Seminar Bahasa Ibu Sulawesi Selatan yang diselenggarakan oleh Himpunan Pelestari Bahasa Daerah (HPBD) dan Perhimpunan Pendidik Bahasa Daerah Indonesia (PPBDI) Sulawesi Selatan berhasil menarik perhatian sekitar 400 peserta.

Kegian ini, menjadi momentum penting dalam upaya pelestarian dan pengembangan bahasa daerah, khususnya bahasa Makassar, Bugis, Toraja, dan Mandar.
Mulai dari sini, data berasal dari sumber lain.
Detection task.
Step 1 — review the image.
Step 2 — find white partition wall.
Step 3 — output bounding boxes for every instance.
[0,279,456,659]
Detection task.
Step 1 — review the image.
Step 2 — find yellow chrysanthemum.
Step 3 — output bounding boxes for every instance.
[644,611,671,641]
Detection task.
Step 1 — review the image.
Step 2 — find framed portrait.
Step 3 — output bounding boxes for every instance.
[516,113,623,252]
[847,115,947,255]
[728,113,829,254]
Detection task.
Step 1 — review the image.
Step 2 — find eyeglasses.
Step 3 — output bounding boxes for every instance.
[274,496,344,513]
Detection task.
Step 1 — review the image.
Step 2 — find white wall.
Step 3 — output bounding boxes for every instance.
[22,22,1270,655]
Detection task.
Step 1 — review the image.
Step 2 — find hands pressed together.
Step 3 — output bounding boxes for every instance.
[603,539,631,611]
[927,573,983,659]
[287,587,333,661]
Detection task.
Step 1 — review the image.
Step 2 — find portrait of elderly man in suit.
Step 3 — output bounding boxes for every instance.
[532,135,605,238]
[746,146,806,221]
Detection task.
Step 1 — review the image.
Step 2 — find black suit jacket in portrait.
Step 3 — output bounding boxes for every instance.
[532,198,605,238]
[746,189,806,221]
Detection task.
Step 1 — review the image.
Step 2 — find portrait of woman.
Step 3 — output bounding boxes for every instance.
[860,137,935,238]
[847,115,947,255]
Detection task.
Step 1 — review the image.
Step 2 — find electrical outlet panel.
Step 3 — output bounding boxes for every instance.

Dengan tema Membangun Kesadaran Global dalam Pelestarian Bahasa Daerah: Makassar, Bugis, Toraja, dan Mandar, seminar ini dihadiri oleh pelajar, mahasiswa, akademisi, budayawan, pendidik, serta pemerhati bahasa.

Baca Juga: Balai Bahasa Perkuat Komunitas Penggerak Literasi Lewat Bimtek

Para peserta berdiskusi mengenai pentingnya mempertahankan bahasa ibu sebagai bagian dari identitas budaya di tengah arus globalisasi yang semakin berkembang.

Seminar ini menjadi langkah awal yang konkret dalam menjaga eksistensi bahasa daerah di Sulawesi Selatan, sekaligus memperkuat komitmen untuk melestarikan bahasa ibu sebagai bagian penting dari warisan budaya dan identitas bangsa.